いよいよ退去日、引渡し当日です。この日は午前中に引き渡しをして、午後に空港に移動、夕方シンガポールを離れることになっていました。

前日までも可能な限りの掃除をしていましたが、朝も限られた時間で徹底掃除。2日前に船便は搬出済みでしたが、処分してもいい掃除道具はよけてあったのです。夜に使ったバスルームの掃除とか、洗濯機の漂白とか、その他目につくところをきれいにしました。

そして掃除の後には、使いかけの洗剤や掃除用具はもちろん汗だくで汚れた服も捨ててしまい、さっぱり気持ちよく引き渡しを迎えました。

なお、業者によるクリーニングは私たちの退去後にしてもらうことになっていました。私たちの入居時もそうだったのですが、次の借り手が見つかった時、その入居前に掃除してもらった方が気持ちいいだろうというお互いの判断です。

ただ、内見時に汚いと申し訳ないので、退去前に可能な限り丁寧な掃除をしたのは、私たちなりの誠意でした。

さて、退去ですが、借り手側(私たち側)のエージェントも登場しました。退去なので、彼にはなんら金銭的メリットはありません。来なくてもいいものだと思っていたので、来てくれたことは素直に感謝しました。

前述の事前チェックで指摘された内容については、大家サイドから私たちサイドのエージェントにも話がいっていました。

なのでこの日は改めて、問題の箇所だけを話し合うことになりました。改めて書き出すと、問題の箇所は以下の通りです。

  • マスターベッドルームの床材の浮き
  • マスターベッドルームのバスルームのシンク化粧板剥がれ
  • シャワーヘッドの水漏れ
  • キッチンのシンク下

構造上の問題だとか、経年劣化(自然損耗)だとか、こちらも言いたいことがありました。しかし、私は英語ができないし(!)、夫リサはなんだか面倒になったようで、もにゃもにゃとあまりハッキリ主張をしません。

シンガポール最終日というのに、いやーな気持ちを抱えてその様子を見守っていたところ、突如私たちサイドのエージェントが猛烈に話し始めました。

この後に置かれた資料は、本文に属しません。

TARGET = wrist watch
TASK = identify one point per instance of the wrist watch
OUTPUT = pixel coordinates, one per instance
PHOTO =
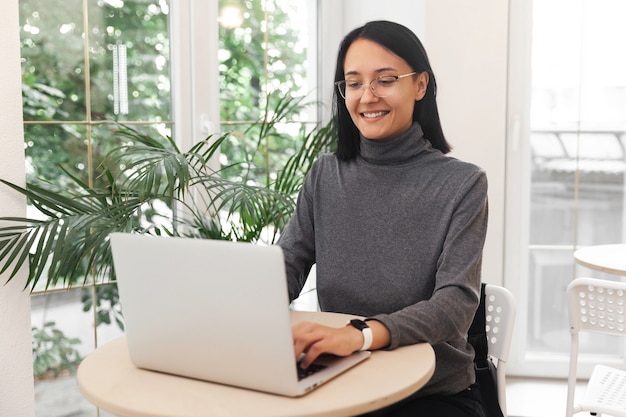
(365, 330)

どうやら、すべての状況を把握した途端、一気に修繕費用値下げについての交渉を始めてくれたようなのです。

私たち以外は全員中華系でして、しかも大家さんが英語が不得意なことから、私たちをおいてエージェントの中国語での爆裂トークが始まりました。

細かい内容は分かりませんが、後で英語で受けた説明によると、やはりマスターベッドルームの床材の浮きは構造上の問題であり、借り手側に落ち度はなかったと主張してくれたようです。

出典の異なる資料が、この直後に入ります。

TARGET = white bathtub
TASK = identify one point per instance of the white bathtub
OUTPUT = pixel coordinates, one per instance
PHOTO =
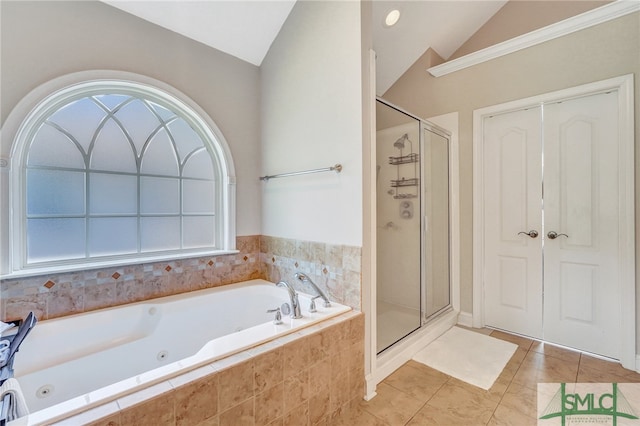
(89, 359)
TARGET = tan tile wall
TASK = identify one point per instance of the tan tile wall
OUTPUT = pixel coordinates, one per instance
(54, 296)
(335, 268)
(296, 380)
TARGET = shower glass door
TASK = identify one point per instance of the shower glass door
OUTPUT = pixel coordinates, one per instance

大家さんと大家さんサイドのエージェントはそれほど我が強い人ではなかったようで、こちらのエージェントの猛烈トークに圧倒されるがまま、結局この件に関する私たちの修繕費用の負担はゼロになりました。

おお、わが家のエージェント、最後の最後で突如大活躍

ただ、その他については折半で負担することになり、最終的な請求額は以下のようになりました。

最終的な修繕費用のメモ

最終的な修繕費用のメモ

  • マスターベッドルームのバスルームのシンク化粧板剥がれ(380ドル中190ドル負担)
  • シャワーヘッドの水漏れ(60ドル)
  • キッチンのシンク下(260ドル中130負担)
  • 部屋のクリーニング代(380ドル)

なお、書きそびれていましたが、部屋のクリーニング代は契約で「退去時に380ドル負担」という約束になっていました。なので納得済みで380ドル支払いました。

以上、合計760ドルがデポジット(入居時に払った預け金)から引かれ、後日返金されることになりました。予想外の私たちサイドのエージェントの活躍に、感謝・感謝です。

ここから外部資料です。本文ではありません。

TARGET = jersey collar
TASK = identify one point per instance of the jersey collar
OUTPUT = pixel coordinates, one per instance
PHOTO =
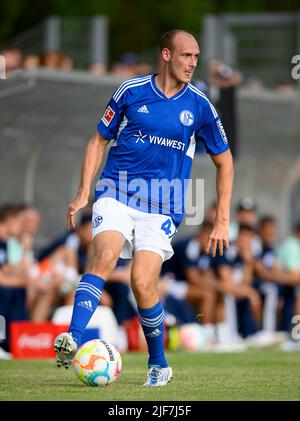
(162, 95)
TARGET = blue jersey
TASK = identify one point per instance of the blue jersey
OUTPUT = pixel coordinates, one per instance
(153, 143)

事前チェックから退去まで、修繕費用の請求を考えると気分が晴れませんでしたが、最後の最後でそれほど大きな負担を強いられることなく交渉が落ち着き、安心してシンガポールを発つことができました。


シンガポールの賃貸にはこりごりだ

日本は借り手の権利が強すぎると聞きますが、シンガポールは貸し手の権利が強すぎると思います。

それは国が外国人のお金を国民にまわすための政策であると理解していますが、会社に守ってもらえない現地採用の立場からすると、家賃に限らないあらゆるコスト(と気苦労)が本当に高すぎます。

借り手側もいろいろ戦う術と知識を身につけることは大事ですが、正直なところ、もうシンガポールでは二度と部屋を借りたくないです。

愚痴でした(笑)。
皆様の無事で平和な引き渡し(ハンドオーバー)をお祈りしております。